Scott Jaschik writes at Inside Higher Education that although most faculty members would deny that physical appearance is a legitimate criterion in grading, a study finds that among similarly qualified female students, those who are physically attractive earn better grades than less attractive female students. For male students, there is no significant relationship between attractiveness and grades. The results hold true whether the faculty member is a man or a woman.
The researchers obtained student identification photographs for students at Metropolitan State University of Denver and had the attractiveness rated, on a scale of 1-10, of all the students. Then they examined 168,092 course grades awarded to the students, using factors such as ACT scores to control for student academic ability. For female students, an increase of one standard deviation in attractiveness was associated with a 0.024 increase in grade (on a 4.0 scale).
The results mirror a similar study that found that those who are attractive in high school are more likely to go on to earn a four-year college degree. Hernández-Julián says that he found the results of the Metro State study “troubling” and says that there are two possible explanations: “Is it that professors invest more time and energy into the better-looking students, helping them learn more and earn the higher grades? Or do professors simply reward the appearance with higher grades given identical performance? The likely answer, given our growing understanding of the prevalence of implicit biases, is that professors make small adjustments on both of these margins."
(Score: 2) by VLM on Thursday January 07 2016, @04:55PM
Also applies to the dreaded group work. Ideal scenario to demonstrate the effect is a group work project hottie surrounded by a cloud of beta orbiter types trying to show off by trying hard.
More than a decade ago when I was in school, group work meant you'd take a task that would take one person one week, assign it to a team of five, give them two weeks, and watch them fail as they play a bluffing game waiting to see who will do all the work and finally the loser of the game does all the work by themselves slapping some crap together the night before its due.

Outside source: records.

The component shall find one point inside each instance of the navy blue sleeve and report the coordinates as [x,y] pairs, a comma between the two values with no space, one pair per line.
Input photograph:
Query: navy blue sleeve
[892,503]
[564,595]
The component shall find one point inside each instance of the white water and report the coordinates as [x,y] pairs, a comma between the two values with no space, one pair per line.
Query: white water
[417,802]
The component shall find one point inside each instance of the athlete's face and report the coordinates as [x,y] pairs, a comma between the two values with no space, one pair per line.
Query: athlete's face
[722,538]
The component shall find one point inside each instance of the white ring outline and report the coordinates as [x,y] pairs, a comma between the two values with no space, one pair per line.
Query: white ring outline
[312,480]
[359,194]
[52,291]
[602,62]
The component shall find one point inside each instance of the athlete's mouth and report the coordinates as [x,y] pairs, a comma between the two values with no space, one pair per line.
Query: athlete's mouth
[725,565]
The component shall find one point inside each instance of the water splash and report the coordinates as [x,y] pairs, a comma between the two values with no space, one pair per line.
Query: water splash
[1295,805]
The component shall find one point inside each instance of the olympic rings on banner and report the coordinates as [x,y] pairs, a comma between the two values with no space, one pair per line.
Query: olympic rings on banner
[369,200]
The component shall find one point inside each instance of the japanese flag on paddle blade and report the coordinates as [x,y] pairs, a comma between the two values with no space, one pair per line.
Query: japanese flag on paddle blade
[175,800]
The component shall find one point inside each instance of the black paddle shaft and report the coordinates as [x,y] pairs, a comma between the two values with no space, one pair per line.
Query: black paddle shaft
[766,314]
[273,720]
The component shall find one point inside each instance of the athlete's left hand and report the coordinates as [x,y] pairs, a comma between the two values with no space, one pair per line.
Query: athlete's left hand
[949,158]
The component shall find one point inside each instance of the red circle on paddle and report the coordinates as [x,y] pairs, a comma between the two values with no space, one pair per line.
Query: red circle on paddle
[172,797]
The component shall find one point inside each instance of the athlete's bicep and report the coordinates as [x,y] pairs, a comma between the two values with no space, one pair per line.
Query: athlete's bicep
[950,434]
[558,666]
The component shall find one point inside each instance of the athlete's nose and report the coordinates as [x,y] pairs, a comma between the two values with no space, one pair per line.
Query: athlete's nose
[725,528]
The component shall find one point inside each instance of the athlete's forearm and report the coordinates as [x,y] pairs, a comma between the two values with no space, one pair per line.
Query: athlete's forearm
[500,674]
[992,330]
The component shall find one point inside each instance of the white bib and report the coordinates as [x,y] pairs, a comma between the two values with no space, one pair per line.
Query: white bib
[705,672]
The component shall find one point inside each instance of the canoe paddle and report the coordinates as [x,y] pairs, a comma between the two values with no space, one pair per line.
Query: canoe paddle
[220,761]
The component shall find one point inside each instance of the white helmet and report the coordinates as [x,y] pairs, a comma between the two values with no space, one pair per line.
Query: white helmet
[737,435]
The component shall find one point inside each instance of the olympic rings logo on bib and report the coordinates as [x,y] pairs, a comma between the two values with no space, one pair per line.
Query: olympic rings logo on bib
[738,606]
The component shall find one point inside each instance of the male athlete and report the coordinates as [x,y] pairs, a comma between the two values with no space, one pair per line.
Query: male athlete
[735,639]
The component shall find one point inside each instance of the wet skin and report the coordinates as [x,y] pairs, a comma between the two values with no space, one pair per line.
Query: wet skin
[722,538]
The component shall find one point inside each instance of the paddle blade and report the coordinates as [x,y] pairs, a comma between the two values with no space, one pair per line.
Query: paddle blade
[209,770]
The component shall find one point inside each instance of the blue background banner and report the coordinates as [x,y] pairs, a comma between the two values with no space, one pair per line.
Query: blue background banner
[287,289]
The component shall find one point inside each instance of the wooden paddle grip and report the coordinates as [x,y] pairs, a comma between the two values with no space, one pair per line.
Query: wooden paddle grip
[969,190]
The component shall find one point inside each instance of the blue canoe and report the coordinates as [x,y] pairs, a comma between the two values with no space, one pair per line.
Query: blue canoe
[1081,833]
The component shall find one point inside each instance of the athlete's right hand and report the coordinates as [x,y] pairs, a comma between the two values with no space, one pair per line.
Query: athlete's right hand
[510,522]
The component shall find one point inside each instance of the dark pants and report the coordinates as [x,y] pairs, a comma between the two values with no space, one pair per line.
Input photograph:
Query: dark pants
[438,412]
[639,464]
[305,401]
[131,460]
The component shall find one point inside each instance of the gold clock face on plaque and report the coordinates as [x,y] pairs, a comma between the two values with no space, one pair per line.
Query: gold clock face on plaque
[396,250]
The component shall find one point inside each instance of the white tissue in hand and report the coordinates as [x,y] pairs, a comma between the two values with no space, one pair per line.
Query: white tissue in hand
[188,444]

It was funny watching the teen kids whining about it being idiotic and nobody would ever do something that dumb, and I'm trying to explain thats how it works out in corporate america. I've been on plenty of teams that meet for 10, even 20 person-year total and only accomplish about 1 person-week of actual production.
Anyway "sit there and look pretty while the guys in the group flirt with you" is a thing for education and corporate groups.
(Score: 4, Interesting) by danmars on Thursday January 07 2016, @05:45PM
Came here to say "group work" - the summary doesn't say whether this is exclusively including classes with no group work or presentations. It's entirely plausible that attractive female students would have other group members try harder to try to attract attention, or other students who would rate them higher on peer evaluations. This would also explain why the professor's gender is unimportant - the people who matter are the fellow students, not the professors. Group work in online classes doesn't include the in-person interactions which may create that difference between the students, which would explain why they lack the difference.
Also, there's the possibility others have mentioned that the attractive female students are getting more tutoring help from people who are interested in them, but I don't think that explains the online-equality component as well as group work and presentations do.
So, while interesting, it doesn't tell us why the attractiveness may matter. The linked article and summary pin the problem on the teacher, but we don't know that. It could easily be peers influencing the grades.
I'd be curious to know whether the effect exists in classes without any group work or peer evaluations.
(Score: 1) by driverless on Friday January 08 2016, @05:34AM
It could also be something completely different. The OP says that "there are two possible explanations", when there are actually three, with the third one being that they screwed up the methodology, failed to correct for one or more confounding factors, etc etc (an example being the widely-reported "result" that Asian students are being discriminated against for entry into certain colleges because ones who were admitted had higher GPAs than non-Asian students, when they were being scored on a whole range of things, only one of which was the GPA).
I'll wait for a later analysis that shows what they did wrong in this study.